The Russian Foreign Ministry said Bristow had been told London had just one month to cut its diplomatic contingent in Russia to the same size as the Russian mission in Britain.

Later, Moscow told Britain it must cut just over 50 more of its diplomatic and technical staff in Russia.

Russia rejects Britain’s accusation it stood behind the attack and has cast the allegation­s as part of an elaborate Western plot to sabotage East-west relations and isolate Moscow.

During the course of Friday, the Russian Foreign Ministry summoned senior embassy officials from Australia, Albania, France, Germany, Italy, Poland, the Netherland­s, Croatia, Ukraine, Denmark, Ireland, Spain, Estonia, Latvia, Lithuania, Macedonia, Moldova, Romania, Finland, Norway, Sweden, Canada and the Czech Republic.

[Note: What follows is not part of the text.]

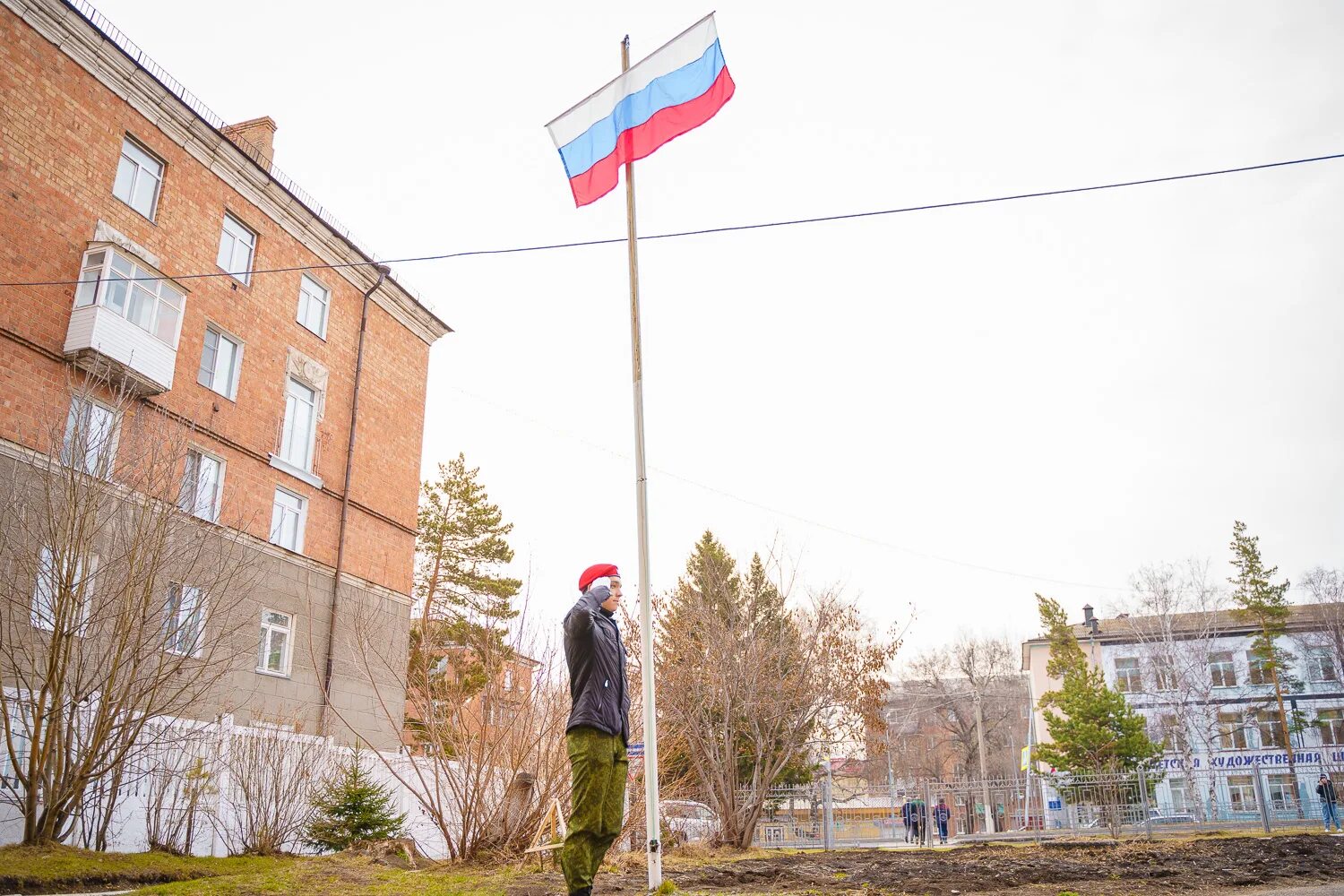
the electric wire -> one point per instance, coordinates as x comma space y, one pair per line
703, 231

“They (the diplomats) were handed protest notes and told that in response to the unwarrante­d demands of the relevant states on expelling Russian diplomats ... that the Russian side declares the correspond­ing number of staff working in those countries’ embassies in the Russian Federation persona non grata,” the ministry said in a statement.

Four other countries – Belgium, Hungary, Georgia and Montenegro – had only “at the last moment” announced that they too were expelling Russian diplomats over the Skripal affair, and Moscow reserved the right to take retaliator­y action against them too, it said.